I have also used Twine, since starting to look at and use Evernote I have kind of drifted away from Twine, but I hope to take another look at it again. I think this is kind of an example of the problem with their being too many tools...sometimes you can lose focus on a certain Web 2.0 tool before fully evaluating it. I do think Twine is wonderful and has great potential. I understand that revisions are being made to Twine and an upgrade will be made available around the first part of 2010 if not earlier.

I am also in Second Life®, I have benefited a great deal from a variety of professional development activities in Second Life.® These range Metanomics, to Gronstedt's Train for Success, Pathfinder LInden's office hours, and events held by VIO Business,to evening events. I also have spent a great deal of time touring Second Life's® education sites, and chatting with others who share my interests. There are many things which illustrate the potential of Second Life for professional development to tour, historic sites such as Caledon, events like Burning Life, educational conferences and events as well. I am also a member of the Second Life Educators list serve and it seems that there is a continuous stream of thoughts, questions and observations on education in Second Life® from that list serve.

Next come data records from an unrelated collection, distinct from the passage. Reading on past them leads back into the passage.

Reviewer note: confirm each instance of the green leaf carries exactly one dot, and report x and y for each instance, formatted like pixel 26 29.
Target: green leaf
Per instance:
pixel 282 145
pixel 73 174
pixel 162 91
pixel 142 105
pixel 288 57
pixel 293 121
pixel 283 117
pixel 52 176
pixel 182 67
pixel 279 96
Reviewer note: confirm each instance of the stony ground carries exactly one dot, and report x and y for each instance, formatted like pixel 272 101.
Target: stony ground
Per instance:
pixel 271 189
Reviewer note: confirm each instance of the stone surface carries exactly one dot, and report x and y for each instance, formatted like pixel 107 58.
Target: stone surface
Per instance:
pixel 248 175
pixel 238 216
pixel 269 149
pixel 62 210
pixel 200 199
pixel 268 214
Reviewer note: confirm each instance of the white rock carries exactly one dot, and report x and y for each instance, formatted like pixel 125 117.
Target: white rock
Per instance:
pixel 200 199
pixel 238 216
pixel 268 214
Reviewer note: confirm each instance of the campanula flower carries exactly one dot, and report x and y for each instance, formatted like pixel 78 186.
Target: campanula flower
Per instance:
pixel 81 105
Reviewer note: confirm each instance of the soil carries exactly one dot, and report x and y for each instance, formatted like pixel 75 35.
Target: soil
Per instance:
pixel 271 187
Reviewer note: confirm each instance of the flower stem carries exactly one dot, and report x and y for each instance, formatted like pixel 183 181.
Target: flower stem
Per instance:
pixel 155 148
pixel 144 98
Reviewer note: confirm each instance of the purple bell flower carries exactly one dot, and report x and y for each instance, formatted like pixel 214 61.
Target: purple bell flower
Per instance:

Two WEB 2.0 tools I think I have neglected are Facebook and Linked In. I need to work these sites that I have established to present a more "polished" image to those who view these pages. I view my Facebook page as more personal, for family and friends, however the groups that available for professional development via Facebook seem to be overshadowing that use of Facebook and I am seeing that there is a great deal of overlap. The connections that i have made via Second Life over lap a great deal, not just on Twitter but Linked In as well. Many of my Second Life connections are also my Linked In connections.

I have several connections beyond the virtual in my real life. These extend beyond conferences that I attend in person! I am a member of several national organizations and serve them in one capacity or another as well. These include Merlot and WCET. I find that I can access the people from these organizations with questions regarding the work that I do as it relates to their organizations.

When I remember I try to catch Steve Hargadon's Elluminate sessions through, these are in the evenings and if I don't catch them "live" I can listen to the podcast later. I subscribe to a variety of podcasts. It's not possible to catch them all but I do what I can!

Last but not least, I have blogged about this before, is my participation in John Jamison's Imagilearning SLemester class. I have enjoyed this opportunity very much and looked forward to an ongoing relationship as an alum of the program which focuses on virtual worlds for education and training. John always has a recommendation for another good book to read!

There is also the interesting work of Micheal Trout and the connections that I have made by working with him on eSingularity.

Other resources (and these are sporadic) include Ted Talks, Fora TV and You Tube, I have to confess I am not a huge user of these, my use of these define as sporadic at best. For the last several months I have spent a great deal of time exploring Second Life® almost exclusively.

There are some tools I have "on the back burner" so to speak that I intend to pick up and use more diligently. These include Zotero, Mixbook, Ning, and FolkSemantic.